Arter’in yeni sergisi, Emre Baykal’ın küratörlüğünde Haset Husumet ve Rezalet başlığını taşıyor. Serginin en önemli tarafı sergi için üretilmiş işlerden oluşmuş olması. Arter bunu ikinci defadır yapıyor. Böylelikle tarih yazıyor. Serginin başlığı kaybolacağınız kadar genel olabilir ama sanatçılar sizi sınırlandıracak hiç merak etmeyin. Favorim Canan Şenol’un “Yalvarırım Bana Aşktan Söz Etme” isimli yerleştirmesi. Duvarlarda 1970’lere ait erotik Türk filmleri afişleri ve ortada bir camekan. İçinde bir bornoz. Bornozun arkasında ünlü dansöz Seher Şeniz’in intihar etmeden önce yazdığı mektup. Bir tür vasiyet. “Beni bornozla gömün” diyor. Şenol’un sergide aynı zamanda 1998 tarihli Şeffaf Karakol’u da bulunuyor. İşin hala taze kaldığını; siyasi gündem kadar kişisel ajandamızla uyumlu olduğunu görmek ilginç. Serginin bir diğer başrolündeki kadın sanatçı Hera Büyüktaşçıyan. Adeta küçük bir solo, bu sergide yaptığı. Bir anti-modernist olarak dikkatimizi çeken Büyüktaşçıyan, şimdiden Füsun Onur’un mirasını sırtlanıyor. O bu serginin büyük keşfi. (Mana’daki geçen yıl yaptığı işini saymazsak!) Özmen’in birbiriyle boğuşan mı, hayır daha çok birbirlerine sarıldıklarını düşündüren bayrak direkleri, Erdem Taşdelen’in 5 saatlik 5 ayrı psikoterapi seansı, Mahir Yavuz’un Husumet totemi, Nilbar Güreş’in annesiyle yaptığı Anadolu uygarlıkları müzesi gezisi izlenimleri, Yusuf Sevinçli’nin şık edebiyatında bir kırılma noktası olarak gördüğüm yaralı hatta yok olmuş anıtlar serisi, Adeback ve Ertufan ikilisinin birbirlerine methiyeler düzmelerinden oluşan filmi, Hale Tenger’in foto-koridoru, Selim Birsel’in arka bahçesi (hem kendisinin hem de bir izleyicinin dediği gibi Türkiye’nin), Berat Işık’ın büyük bir küratöryel talihsizliğe uğrayarak Şekerbank’ta gösterilen işinin telafi edilmiş hali, Diyarbakır’da bir mağaranın içini gösteren Delik’i... Hepsi sizinle tamamlanmayı, sizi o çağrışımdan bu çağrışıma sürüklemeyi bekliyor.

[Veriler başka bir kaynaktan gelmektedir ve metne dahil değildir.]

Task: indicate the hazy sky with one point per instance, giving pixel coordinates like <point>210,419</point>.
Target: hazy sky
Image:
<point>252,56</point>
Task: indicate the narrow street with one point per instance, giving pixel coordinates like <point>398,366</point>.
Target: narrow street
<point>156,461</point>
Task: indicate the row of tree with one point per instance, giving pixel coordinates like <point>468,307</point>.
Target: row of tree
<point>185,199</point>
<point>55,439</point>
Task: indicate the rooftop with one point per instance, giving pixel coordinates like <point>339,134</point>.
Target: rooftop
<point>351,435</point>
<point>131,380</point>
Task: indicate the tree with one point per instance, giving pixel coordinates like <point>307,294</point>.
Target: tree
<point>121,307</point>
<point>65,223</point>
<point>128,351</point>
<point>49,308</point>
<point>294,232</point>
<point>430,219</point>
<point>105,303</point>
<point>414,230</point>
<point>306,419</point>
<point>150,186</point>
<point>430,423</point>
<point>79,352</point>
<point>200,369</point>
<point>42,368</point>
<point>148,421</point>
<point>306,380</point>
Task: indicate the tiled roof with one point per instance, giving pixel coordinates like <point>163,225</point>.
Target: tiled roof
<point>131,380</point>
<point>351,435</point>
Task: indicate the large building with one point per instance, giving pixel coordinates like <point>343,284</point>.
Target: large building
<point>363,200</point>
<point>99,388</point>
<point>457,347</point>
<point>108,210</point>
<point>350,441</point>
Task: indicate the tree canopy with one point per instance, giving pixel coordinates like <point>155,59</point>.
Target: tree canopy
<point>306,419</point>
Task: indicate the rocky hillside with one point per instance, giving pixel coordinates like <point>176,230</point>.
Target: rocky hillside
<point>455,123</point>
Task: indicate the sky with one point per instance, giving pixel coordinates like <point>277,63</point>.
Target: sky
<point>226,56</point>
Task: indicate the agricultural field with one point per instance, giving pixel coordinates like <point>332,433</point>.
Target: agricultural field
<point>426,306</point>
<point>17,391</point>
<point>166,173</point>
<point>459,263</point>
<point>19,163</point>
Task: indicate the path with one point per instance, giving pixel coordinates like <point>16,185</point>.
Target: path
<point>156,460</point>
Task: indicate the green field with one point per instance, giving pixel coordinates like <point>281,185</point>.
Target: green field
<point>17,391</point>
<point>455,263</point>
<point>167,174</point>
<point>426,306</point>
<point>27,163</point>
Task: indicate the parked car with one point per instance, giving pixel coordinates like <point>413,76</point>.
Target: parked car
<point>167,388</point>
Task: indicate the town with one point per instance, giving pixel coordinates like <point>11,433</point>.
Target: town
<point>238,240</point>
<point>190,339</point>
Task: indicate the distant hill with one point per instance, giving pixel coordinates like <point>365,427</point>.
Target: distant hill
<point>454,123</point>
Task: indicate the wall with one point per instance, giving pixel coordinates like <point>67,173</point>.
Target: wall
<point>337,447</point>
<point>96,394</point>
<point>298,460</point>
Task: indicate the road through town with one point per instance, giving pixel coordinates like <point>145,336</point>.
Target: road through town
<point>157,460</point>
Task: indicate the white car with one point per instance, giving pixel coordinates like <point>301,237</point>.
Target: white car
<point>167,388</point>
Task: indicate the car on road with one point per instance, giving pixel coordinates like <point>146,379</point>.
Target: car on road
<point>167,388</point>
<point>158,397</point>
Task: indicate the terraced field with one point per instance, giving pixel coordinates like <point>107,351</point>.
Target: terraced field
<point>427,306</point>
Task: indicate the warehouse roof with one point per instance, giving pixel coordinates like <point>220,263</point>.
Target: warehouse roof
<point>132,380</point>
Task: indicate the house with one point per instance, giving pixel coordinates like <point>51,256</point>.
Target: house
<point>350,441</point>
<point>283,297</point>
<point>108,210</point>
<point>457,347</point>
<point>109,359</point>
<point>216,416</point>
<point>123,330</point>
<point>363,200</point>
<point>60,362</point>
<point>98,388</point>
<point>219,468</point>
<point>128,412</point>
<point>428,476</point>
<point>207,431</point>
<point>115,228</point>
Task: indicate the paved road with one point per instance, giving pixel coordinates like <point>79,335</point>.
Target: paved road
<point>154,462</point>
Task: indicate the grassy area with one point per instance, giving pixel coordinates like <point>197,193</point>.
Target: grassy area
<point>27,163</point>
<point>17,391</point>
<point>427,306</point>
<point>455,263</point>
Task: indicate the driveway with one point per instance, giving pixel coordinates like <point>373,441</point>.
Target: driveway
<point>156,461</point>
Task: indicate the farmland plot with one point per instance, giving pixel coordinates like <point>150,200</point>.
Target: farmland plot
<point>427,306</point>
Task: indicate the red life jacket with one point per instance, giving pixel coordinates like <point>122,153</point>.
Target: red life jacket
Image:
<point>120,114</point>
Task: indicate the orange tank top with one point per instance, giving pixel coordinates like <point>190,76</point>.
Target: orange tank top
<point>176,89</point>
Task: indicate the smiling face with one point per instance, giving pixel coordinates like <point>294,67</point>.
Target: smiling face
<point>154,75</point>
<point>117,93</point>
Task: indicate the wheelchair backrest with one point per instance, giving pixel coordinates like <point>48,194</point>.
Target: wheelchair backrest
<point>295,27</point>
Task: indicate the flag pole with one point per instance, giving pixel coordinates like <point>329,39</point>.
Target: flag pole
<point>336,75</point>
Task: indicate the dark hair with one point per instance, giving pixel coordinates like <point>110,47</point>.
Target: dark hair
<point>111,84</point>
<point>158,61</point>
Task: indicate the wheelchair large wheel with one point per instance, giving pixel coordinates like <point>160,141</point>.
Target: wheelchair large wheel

“Şeffaf Karakol” ve “Yalvarırım Bana Aşktan Bahsetme”.
Bu kez Borusan Art Center’ın önündeyiz. Sergi gençlerin sergisi olunca mekanın dışına çıkan kalabalık da hayli genç oluyor. Gaye Su Akyol onlardan biri. Yeşil farları, hipster beresiyle Seni Görmem İmkansız grubunun bu sıralar hayli konuşulan üyesi... Borusan bildiğiniz gibi genç sanatçıları Beyoğlu’nda atölye sahibi yapıyor. Akşamları kapanan bir atölye. Bu atölyede çalışanların işlerinden oluşan dördüncü serginin küratörü Necmi Sönmez. Küratör, hepsindeki ortak özelliğin “özgürlük arayışı” olduğunu söylüyor. Üzerindeki gömlek dikkat çekici... Hemen açıklıyor: “Bu, Rabia Çapa’nın 39 yıl önce başlattığı bir gelenek. Ben sürdürüyorum. O sanatçılarına açılışlarda elbise diktirir giyerdi, ben gömlek. Yağız Özgen’in tasarımı.”